April 22, 2020

Workers' compensation benefit voided as a result of making a false statement or misrepresentation


Following establishing a claim for workers' compensation benefits by an employee [Claimant], which claim was subsequently amended twice to include other injuries, the self-insured employer [Employer] raised the issue of whether Claimant had violated Workers' Compensation Law §114-a by making a false statement or representation of a material fact for the purpose of obtaining workers' compensation benefits.

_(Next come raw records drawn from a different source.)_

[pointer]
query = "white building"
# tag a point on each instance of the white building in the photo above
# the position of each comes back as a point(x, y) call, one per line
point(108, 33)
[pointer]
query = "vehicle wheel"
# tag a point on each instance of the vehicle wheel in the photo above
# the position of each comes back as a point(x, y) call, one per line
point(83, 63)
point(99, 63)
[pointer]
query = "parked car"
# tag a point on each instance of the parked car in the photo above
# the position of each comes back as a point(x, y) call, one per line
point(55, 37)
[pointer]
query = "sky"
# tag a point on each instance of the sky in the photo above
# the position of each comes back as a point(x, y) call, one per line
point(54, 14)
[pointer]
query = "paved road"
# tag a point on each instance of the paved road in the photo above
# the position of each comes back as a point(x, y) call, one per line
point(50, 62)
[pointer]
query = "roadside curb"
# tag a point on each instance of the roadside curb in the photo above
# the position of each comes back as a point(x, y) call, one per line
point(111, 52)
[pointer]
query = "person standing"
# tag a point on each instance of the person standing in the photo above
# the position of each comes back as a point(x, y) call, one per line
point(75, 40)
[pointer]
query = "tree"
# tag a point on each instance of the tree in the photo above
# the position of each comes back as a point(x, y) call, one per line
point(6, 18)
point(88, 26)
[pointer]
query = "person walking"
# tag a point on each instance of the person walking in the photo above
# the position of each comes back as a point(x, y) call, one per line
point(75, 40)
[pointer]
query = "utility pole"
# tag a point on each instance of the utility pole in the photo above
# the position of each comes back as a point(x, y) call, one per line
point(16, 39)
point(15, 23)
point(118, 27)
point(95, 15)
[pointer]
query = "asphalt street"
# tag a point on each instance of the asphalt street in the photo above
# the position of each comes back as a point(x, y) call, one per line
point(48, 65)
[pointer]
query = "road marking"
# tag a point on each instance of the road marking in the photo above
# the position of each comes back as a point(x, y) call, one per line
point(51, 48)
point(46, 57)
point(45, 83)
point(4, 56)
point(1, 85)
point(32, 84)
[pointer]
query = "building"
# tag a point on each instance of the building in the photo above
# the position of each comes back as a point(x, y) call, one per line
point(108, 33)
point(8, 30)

Following a hearing, a Workers' Compensation Law Administrative Law Judge [ALJ] found that Claimant violated §114-a and imposed a penalty of "a rescission of awards, as well as a disqualification of future awards." Claimant subsequently appealed a panel of the Workers' Compensation Board sustaining the ALJ's determination.

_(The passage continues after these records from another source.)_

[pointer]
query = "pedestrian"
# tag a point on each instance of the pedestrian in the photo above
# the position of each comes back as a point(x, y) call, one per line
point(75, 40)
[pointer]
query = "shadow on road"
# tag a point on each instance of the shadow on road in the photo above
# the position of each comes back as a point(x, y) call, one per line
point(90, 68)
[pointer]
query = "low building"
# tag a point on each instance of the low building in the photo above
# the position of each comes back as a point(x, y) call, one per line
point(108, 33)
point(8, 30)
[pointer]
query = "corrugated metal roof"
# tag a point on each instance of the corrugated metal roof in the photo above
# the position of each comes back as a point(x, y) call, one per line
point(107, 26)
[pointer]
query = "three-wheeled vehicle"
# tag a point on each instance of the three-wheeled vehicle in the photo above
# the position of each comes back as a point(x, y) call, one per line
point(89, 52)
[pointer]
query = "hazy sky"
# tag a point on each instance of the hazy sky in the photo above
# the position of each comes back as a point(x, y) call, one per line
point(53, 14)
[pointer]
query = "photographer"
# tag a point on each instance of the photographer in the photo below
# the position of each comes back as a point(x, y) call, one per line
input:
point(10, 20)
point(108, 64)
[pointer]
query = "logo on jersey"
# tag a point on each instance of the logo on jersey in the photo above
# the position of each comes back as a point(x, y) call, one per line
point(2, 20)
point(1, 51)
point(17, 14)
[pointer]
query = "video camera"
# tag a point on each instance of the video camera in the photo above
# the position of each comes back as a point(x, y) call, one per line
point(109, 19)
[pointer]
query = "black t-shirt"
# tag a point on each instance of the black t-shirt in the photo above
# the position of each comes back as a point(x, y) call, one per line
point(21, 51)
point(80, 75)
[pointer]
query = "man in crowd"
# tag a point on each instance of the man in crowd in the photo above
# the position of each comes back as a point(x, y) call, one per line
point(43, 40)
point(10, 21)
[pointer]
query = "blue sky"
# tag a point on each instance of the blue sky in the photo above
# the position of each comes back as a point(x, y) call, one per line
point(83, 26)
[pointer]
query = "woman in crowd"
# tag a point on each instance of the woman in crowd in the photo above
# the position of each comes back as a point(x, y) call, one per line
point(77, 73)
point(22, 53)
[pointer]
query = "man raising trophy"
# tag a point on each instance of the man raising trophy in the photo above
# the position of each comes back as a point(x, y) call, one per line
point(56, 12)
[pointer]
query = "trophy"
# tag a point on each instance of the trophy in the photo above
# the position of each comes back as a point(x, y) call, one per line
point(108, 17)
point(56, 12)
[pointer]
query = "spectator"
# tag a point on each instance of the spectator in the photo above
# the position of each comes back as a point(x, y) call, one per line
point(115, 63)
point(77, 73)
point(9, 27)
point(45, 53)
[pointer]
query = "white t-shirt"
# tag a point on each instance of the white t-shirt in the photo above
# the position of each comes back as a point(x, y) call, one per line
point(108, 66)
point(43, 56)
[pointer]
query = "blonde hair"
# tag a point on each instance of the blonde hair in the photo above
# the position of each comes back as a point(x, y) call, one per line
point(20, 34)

The Appellate Division upheld the Board's decision. Citing §114-a [1], the court explained that "A fact is considered material when it is significant or essential to the issue or matter at hand." Further, if supported by substantial evidence, the Appellate Division explained that the Board's determination that a person violated Workers' Compensation Law §114-a will not be disturbed.

In this instance the Board had found that Claimant violated §114-a by making a false statement of fact about her work activities and by failing to disclose critical information to an examining physician.*

Because substantial evidence supports the Board's determination that claimant violated Workers' Compensation Law §114-a, the Appellate Division held that "it will not be disturbed," and found Claimant's challenge to the imposed penalty to be without merit.

* The Appellate Division noted that its review of the record confirms the Board's finding that although Claimant testified that, since her classification with a permanent total disability, she had not worked in any capacity or run any businesses, in the subsequent disqualification hearing that Claimant stated that she had operated a photography business and took photographs for parties and family events.